Endometriosis is a painful, chronic disease which affects up to 6.3 million women & girls in the U.S. 1 million in Canada & millions more worldwide. Endometriosis occurs when the lining of the uterus-called the Endometrium implants or grows outside of the uterus. Endometrium implants have been known to grow in the abdomen on the ovaries, fallopian tubes, & ligaments that support the uterus; which is the area between the vagina & rectum; the outer surface of the uterus; & the lining of the pelvic cavity. Other sites for these endometrial growths may include the bladder, bowel, vagina, cervix, vulva, & in abdominal surgical scars. Less commonly they are also found in the lungs, arm, thigh, and other locations like the brain.
These implants or growths follow the same pattern as the menstrual cycle. Each month building up then shedding just like that of the uterus lining when no egg is fertilized. Except these implants have no way to exit through the cervix. This causes extreme pain, inflammation as well as internal bleeding.
This process can and do cause: infertility, scar tissue formation or adhesions, bladder and bowel problems.

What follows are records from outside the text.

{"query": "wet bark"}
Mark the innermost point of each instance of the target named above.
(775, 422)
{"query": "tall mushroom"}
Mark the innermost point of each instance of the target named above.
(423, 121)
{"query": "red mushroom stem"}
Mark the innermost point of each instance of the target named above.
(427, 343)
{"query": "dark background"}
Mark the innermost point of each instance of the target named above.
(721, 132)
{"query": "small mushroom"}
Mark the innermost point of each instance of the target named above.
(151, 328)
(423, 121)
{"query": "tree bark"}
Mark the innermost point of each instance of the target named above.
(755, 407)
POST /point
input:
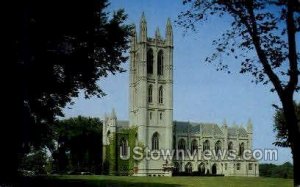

What are the symptoms of Endometriosis?
- Pain before & during periods
- Pain with sex
- Painful urination during menstruation
- Painful bowel movements during menstruation
- Other Gastrointestinal upsets such as diarrhea, nausea & constipation
In addition, many women with Endometriosis suffer from:
- Frequent yeast infections
How is Endometriosis Diagnosed?
There is no way to diagnose suspected Endometriosis without having what is called a laparoscopy. This is a minor surgical procedure done under anesthesia. A laparoscopy tells a doctor of the location, size & severity of the Endometrium growths. After diagnoses it allows the patient as well as the doctor to better determine proper treatment going forward.
What treatments are there for Endometriosis?
Treatment options for Endometriosis range from little as diet and exercise, to pain management with medications, birth control as well as excision surgery like that of laparoscopy surgeries.
Each option is up to the patient & her physician to decide.
What causes Endometriosis?
We do not know the exact causes of Endometriosis, but there are several theories. Researchers do know that the hormone estrogen, which is at its highest levels during childbearing years, is likely to contribute to Endometriosis. Other possible causes of Endometriosis include:
- Retrograde menstruation – when endometrial tissue is deposited in strange locations because of menstrual flow that backs up into the fallopian tubes and abdominal cavity.
- Ceolomic metaplasia – the areas lining the pelvic organs have certain cells that can grow into other forms of tissue such as endometrial cells.
- Surgery – endometrial tissues are directly transferred outside the uterus during episiotomy or Cesarean section.
- Blood and lymph systems – endometrial cells travel via the bloodstream or lymphatic system to distant places such as the brain and other places far from the pelvis.
- Immune system problems – cause the body to not recognize and destroy cells or tissue that is growing where it should not be.
I hope this helps you to better understand Endometriosis.